Chapman’s Invisible Children club, in cooperation with Chapman Radio, hosted the event in order to raise money for children in East Africa. DJ Slander, DJ Arcade, DJ EarlWill and DJ Carlos Serrano entertained the crowd with electronic music ranging from house to dubstep.
More than 1,000 students eagerly packed into the gym in white and neon clothes. They were illuminated by a black light that made attendees glow for a global cause. But only one and a half hours into the party, the excitement was overshadowed. As many as four cases of alcohol violations had already occurred by 10:30 p.m., some of those involving underage students, said Public Safety Sgt.

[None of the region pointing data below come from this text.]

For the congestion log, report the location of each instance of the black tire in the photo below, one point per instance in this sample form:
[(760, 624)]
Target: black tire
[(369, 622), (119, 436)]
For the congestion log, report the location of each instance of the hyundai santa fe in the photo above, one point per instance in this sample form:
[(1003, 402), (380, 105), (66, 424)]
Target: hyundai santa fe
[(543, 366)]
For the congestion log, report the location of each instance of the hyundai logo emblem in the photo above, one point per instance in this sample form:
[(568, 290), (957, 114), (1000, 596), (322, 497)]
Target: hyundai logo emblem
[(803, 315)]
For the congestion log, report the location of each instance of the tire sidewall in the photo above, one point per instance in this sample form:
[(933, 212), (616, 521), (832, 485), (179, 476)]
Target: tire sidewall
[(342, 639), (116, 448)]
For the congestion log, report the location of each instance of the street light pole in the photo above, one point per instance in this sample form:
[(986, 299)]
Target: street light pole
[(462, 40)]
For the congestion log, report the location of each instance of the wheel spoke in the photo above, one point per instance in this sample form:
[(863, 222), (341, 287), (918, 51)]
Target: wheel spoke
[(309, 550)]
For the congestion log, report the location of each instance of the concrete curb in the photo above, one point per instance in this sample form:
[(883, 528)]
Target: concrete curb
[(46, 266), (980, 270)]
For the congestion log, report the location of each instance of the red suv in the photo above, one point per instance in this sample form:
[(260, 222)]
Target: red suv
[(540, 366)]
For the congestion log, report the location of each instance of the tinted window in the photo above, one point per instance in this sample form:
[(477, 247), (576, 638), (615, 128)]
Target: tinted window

Bill Herrin.
Herrin said there were more alcohol violations at this year’s event than last year, but Public Safety was unable to give an exact number of violations as of press time.
“I definitely can tell you that there were numerous alcohol violations [Saturday] night and that the fire department and paramedics were called several times,” said Sgt. Michael Kelley.
While Public Safety guarded GLOWbal’s entrance, members of the Invisible Children club did their best to keep everything under control.
“If you’re too drunk, we’ll throw you out at the corner,” said Brianne De La Ossa, a sophomore public relations and advertising major and member of the Invisible Children club, to incoming party guests.
All 1,200 tickets were sold, which Chapman Invisible Children president and junior integrated educational studies major Jack Jajewski said came as no surprise. The first 1,000 tickets were sold for a pre-sale price of $10 each and the rest were sold for $15 per ticket. More than $13,000 was raised, which exceeded Invisible Children’s initial goal by $3,000 and covered the cost of the event.
Proceeds from the ticket sales will fund projects in Central East Africa, including building a rehabilitation center for child soldiers, scholarships in Uganda and building radio towers in remote regions of the Democratic Republic of the Congo, Jajewski said.
“I came here for a good cause,” said Erika Sam, a junior psychology major. “And I had fun doing it.”